Departments of Medicine (J.A.L., Q.H., P.L.B., D.J.D.), Physiology (P.L.B.), and Cell Biology and Anatomy (R.S.), University of Toronto, Banting and Best Diabetes Center, Toronto General Hospital, University of Toronto, Toronto, Canada M5G 2C4

Address all correspondence and requests for reprints to: Dr. Daniel J. Drucker, Toronto General Hospital, Banting and Best Diabetes Center, 200 Elizabeth Street, MBRW4R-402, Toronto, Canada M5G 2C4. E-mail: d.drucker{at}utoronto.ca.

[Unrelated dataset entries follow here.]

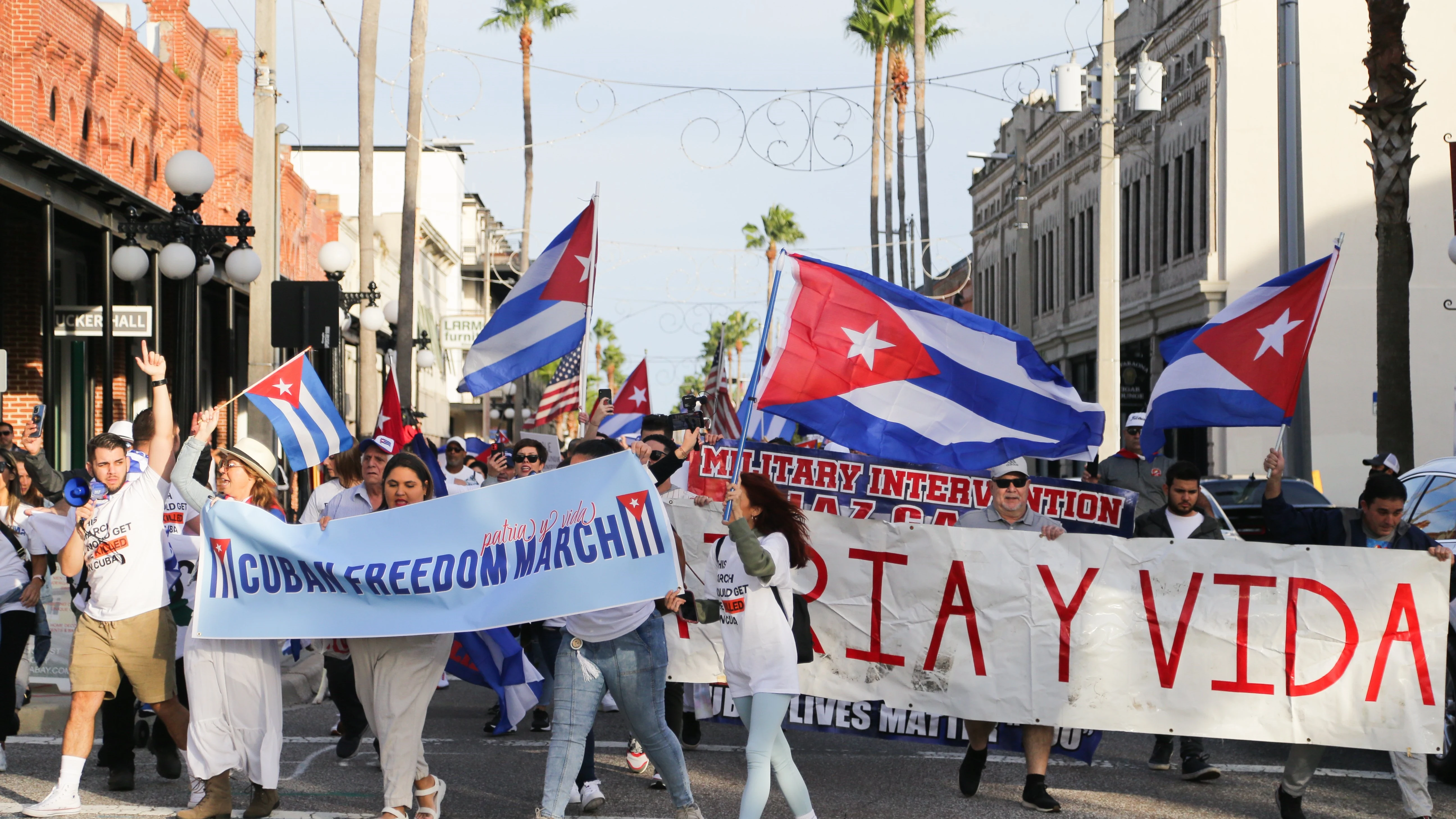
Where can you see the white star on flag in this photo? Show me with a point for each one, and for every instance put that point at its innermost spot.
(1275, 334)
(865, 345)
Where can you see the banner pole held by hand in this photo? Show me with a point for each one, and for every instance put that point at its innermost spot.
(753, 383)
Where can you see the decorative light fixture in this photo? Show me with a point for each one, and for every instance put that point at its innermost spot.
(190, 245)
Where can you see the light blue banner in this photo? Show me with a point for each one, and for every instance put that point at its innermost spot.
(549, 546)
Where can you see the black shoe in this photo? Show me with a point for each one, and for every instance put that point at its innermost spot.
(121, 779)
(349, 745)
(1036, 798)
(1289, 806)
(1199, 770)
(972, 768)
(169, 767)
(1162, 754)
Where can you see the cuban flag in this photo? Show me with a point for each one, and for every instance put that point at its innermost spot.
(302, 413)
(1243, 369)
(494, 659)
(893, 374)
(630, 407)
(545, 315)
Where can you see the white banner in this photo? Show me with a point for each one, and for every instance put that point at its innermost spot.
(1263, 642)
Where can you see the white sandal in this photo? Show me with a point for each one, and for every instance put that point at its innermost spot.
(439, 790)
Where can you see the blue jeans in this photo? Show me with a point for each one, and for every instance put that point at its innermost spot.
(634, 670)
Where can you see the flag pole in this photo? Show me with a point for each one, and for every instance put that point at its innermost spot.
(266, 378)
(586, 331)
(753, 383)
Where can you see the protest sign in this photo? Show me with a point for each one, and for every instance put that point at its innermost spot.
(864, 487)
(1261, 642)
(549, 546)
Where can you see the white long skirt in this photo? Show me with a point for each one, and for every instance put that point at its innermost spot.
(235, 694)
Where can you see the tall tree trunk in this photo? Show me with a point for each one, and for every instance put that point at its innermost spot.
(369, 387)
(890, 171)
(900, 170)
(876, 164)
(405, 329)
(1390, 113)
(531, 152)
(919, 136)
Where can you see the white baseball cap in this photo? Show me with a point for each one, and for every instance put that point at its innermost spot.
(1014, 465)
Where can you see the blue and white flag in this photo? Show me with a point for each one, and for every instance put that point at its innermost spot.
(893, 374)
(545, 315)
(494, 659)
(549, 546)
(302, 413)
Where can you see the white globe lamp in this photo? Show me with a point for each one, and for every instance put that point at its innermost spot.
(130, 263)
(177, 261)
(188, 172)
(244, 264)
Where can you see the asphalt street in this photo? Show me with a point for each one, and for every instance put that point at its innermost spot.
(848, 777)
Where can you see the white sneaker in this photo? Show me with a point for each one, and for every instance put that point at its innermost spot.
(637, 758)
(56, 804)
(592, 796)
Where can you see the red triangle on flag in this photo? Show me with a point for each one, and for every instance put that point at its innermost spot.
(571, 279)
(634, 503)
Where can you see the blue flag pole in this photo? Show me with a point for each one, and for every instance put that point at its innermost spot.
(758, 368)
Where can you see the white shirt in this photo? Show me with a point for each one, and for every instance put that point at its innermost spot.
(124, 557)
(609, 624)
(759, 650)
(1183, 527)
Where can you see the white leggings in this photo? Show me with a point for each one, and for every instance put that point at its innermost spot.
(764, 715)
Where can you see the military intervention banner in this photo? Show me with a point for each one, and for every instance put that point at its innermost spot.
(549, 546)
(1263, 642)
(864, 487)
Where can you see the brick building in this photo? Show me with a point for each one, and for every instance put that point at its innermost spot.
(89, 114)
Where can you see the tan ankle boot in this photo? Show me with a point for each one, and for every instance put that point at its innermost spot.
(218, 804)
(264, 802)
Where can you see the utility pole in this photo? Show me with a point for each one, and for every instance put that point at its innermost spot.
(264, 208)
(1292, 212)
(1109, 285)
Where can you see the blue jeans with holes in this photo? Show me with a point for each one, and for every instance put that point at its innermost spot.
(634, 670)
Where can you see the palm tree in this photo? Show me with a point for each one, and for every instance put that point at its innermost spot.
(870, 22)
(780, 228)
(519, 15)
(1390, 113)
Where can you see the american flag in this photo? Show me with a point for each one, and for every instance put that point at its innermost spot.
(564, 390)
(720, 399)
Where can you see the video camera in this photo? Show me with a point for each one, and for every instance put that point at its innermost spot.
(692, 415)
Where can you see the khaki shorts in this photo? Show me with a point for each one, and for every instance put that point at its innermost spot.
(143, 648)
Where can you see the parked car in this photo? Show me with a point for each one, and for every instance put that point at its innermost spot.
(1243, 499)
(1430, 499)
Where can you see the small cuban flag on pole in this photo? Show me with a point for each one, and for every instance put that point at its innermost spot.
(302, 413)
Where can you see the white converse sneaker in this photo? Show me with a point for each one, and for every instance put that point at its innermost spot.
(592, 796)
(56, 804)
(199, 792)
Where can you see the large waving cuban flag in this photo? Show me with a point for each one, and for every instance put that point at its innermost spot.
(893, 374)
(544, 318)
(1243, 369)
(302, 413)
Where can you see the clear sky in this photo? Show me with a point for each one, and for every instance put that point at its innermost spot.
(681, 172)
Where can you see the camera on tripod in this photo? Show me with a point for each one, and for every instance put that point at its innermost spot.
(692, 415)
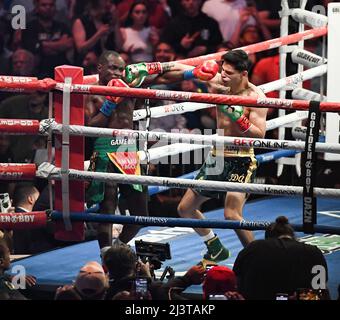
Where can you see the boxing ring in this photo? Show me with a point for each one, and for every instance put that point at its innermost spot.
(69, 175)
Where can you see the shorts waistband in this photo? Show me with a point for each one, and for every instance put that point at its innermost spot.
(231, 151)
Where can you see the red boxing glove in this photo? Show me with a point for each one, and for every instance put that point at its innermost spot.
(116, 83)
(206, 71)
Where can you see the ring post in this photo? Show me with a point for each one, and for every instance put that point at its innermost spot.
(76, 153)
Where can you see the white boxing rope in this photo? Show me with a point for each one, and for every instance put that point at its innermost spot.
(309, 18)
(304, 94)
(177, 148)
(292, 81)
(195, 138)
(289, 118)
(170, 150)
(49, 171)
(170, 109)
(307, 58)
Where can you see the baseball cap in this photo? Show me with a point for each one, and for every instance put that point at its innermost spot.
(91, 280)
(218, 280)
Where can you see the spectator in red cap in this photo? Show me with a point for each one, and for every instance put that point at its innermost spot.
(218, 281)
(91, 282)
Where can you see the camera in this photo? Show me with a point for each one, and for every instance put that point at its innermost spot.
(5, 202)
(281, 296)
(140, 288)
(312, 294)
(153, 252)
(217, 297)
(251, 3)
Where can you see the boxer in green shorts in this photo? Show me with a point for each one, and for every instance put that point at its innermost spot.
(116, 154)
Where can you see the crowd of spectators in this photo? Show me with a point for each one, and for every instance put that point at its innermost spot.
(274, 268)
(77, 32)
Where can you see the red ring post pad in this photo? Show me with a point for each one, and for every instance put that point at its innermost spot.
(76, 159)
(23, 220)
(19, 126)
(17, 171)
(25, 84)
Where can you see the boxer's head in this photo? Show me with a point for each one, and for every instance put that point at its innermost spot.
(110, 66)
(235, 66)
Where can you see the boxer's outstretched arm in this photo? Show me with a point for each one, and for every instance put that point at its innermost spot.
(168, 72)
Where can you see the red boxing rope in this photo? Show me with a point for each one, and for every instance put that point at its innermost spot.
(25, 84)
(261, 46)
(11, 171)
(23, 220)
(19, 126)
(202, 97)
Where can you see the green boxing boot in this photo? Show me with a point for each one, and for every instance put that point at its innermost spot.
(216, 251)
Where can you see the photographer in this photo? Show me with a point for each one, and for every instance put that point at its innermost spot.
(126, 271)
(277, 264)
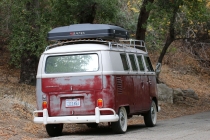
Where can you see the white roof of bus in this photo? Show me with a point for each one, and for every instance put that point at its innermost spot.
(90, 48)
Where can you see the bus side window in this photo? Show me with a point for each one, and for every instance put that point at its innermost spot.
(124, 61)
(140, 62)
(133, 62)
(148, 64)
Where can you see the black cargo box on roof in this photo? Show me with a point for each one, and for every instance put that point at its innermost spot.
(82, 31)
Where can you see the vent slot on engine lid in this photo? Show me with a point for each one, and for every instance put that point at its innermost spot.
(119, 84)
(89, 31)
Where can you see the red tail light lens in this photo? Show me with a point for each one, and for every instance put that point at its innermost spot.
(44, 105)
(100, 103)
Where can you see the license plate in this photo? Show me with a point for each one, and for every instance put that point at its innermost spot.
(72, 102)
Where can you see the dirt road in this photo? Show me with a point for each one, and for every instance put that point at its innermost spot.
(191, 127)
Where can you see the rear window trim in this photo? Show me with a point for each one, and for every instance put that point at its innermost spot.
(67, 54)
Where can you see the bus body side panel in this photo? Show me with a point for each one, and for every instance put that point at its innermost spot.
(60, 90)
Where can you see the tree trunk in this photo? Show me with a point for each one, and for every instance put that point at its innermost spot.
(169, 40)
(88, 15)
(28, 69)
(29, 61)
(142, 20)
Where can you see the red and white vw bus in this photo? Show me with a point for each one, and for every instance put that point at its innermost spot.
(86, 78)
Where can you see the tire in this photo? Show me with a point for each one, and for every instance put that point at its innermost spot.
(150, 118)
(120, 126)
(54, 130)
(92, 125)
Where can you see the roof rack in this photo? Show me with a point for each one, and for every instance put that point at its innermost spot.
(87, 30)
(138, 44)
(125, 44)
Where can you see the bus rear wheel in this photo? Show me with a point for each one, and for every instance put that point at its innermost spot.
(150, 118)
(120, 126)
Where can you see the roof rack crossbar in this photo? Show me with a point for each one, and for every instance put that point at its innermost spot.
(137, 44)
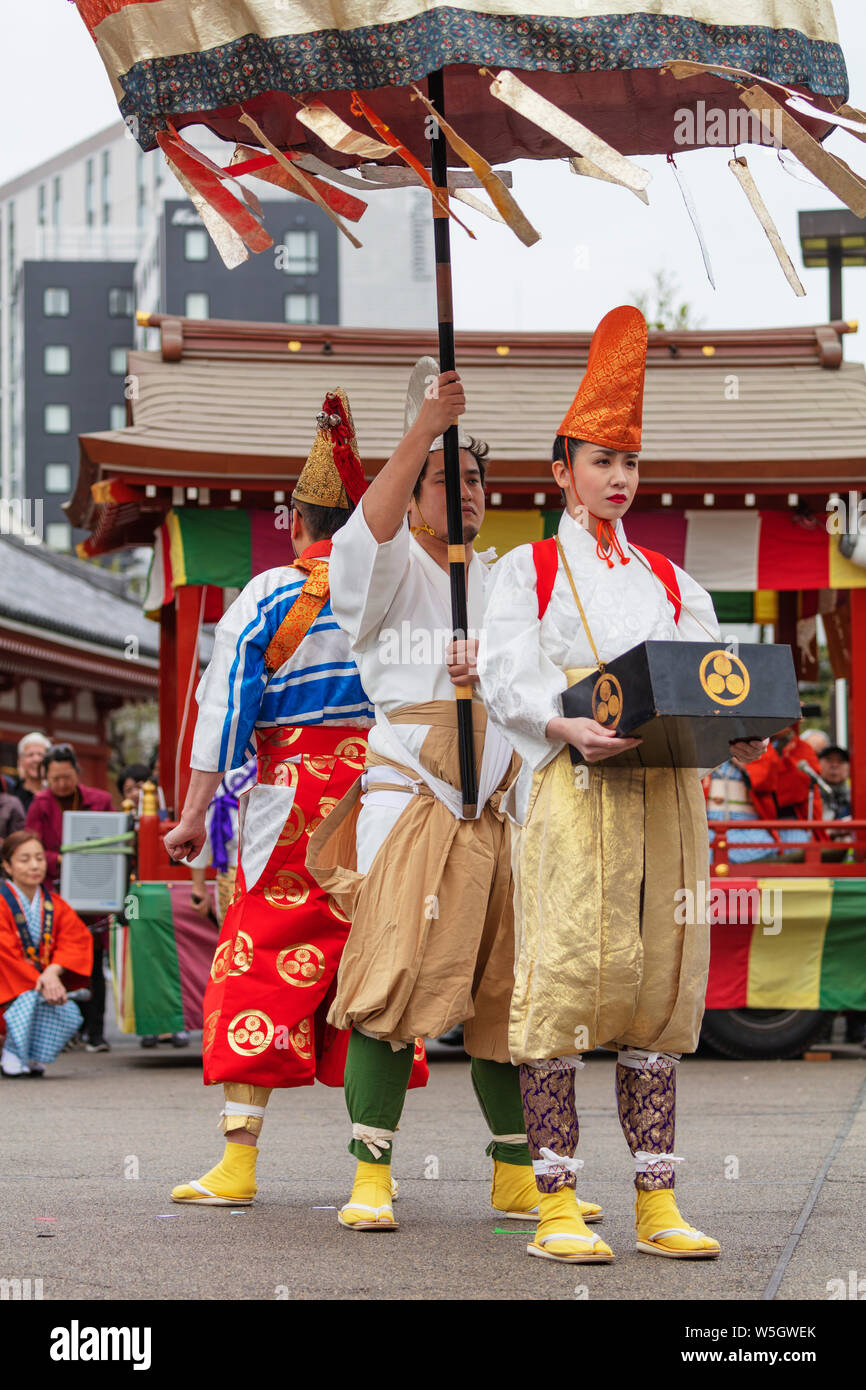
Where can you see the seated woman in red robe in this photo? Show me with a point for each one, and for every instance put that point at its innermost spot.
(45, 948)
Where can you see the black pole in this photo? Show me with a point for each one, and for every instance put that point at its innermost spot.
(456, 552)
(834, 266)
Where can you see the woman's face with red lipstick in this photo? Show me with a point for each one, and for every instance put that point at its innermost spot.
(606, 480)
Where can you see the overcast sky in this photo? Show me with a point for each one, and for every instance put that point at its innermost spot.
(599, 245)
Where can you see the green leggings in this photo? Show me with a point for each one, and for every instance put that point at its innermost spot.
(376, 1089)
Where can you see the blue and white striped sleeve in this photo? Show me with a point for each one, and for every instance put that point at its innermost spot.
(230, 692)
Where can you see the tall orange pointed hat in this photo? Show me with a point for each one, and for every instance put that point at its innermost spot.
(609, 403)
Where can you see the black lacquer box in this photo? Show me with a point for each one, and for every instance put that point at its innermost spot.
(687, 701)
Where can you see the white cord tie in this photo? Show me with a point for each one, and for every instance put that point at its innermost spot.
(376, 1140)
(640, 1058)
(238, 1108)
(645, 1161)
(555, 1164)
(558, 1064)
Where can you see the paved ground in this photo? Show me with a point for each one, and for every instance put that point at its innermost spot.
(776, 1171)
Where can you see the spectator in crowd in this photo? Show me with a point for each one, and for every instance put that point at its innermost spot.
(774, 787)
(66, 792)
(836, 770)
(45, 948)
(63, 792)
(816, 738)
(131, 783)
(29, 783)
(11, 813)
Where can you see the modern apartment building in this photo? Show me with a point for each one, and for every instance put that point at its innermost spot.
(103, 231)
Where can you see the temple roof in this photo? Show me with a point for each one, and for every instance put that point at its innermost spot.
(230, 409)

Proglucagon-derived glucagon-like peptide-2 (GLP-2) is liberated in enteroendocrine cells and neurons. GLP-2 regulates energy absorption and epithelial integrity in the gastrointestinal tract, whereas GLP-2 action in the central nervous system remains poorly defined. We identified proglucagon and GLP-2 receptor (GLP-2R) mRNA transcripts by RT-PCR in multiple regions of the developing and adult rat central nervous system. GLP-2R mRNA transcripts were localized by in situ hybridization to the hippocampus, hypothalamus, nucleus of the solitary tract, parabrachial nucleus, supramammillary nucleus, and substantia nigra. The bioactive form of GLP-2, GLP-2-(1–33) was detected by RIA and HPLC analysis in the fetal and adult brainstem and hypothalamus. GLP-2 stimulated increases in cAMP accumulation in postnatal d 8, but not embryonic d 14, dispersed neonatal rat brainstem tissues. The actions of GLP-2 were independent of the GLP-1R antagonist exendin-(9–39), and GLP-2 stimulated cAMP accumulation in hippocampal cell cultures from both wild-type and GLP-1R^–/– mice. GLP-2 significantly reduced glutamate-induced excitotoxic injury in hippocampal cells via a protein kinase A-dependent pathway, but had no effect on the rate of cell proliferation. These findings establish the presence of a functional GLP-2-GLP-2R axis in the developing rodent brain and demonstrate that GLP-2 exerts cytoprotective actions in cells derived from the central nervous system.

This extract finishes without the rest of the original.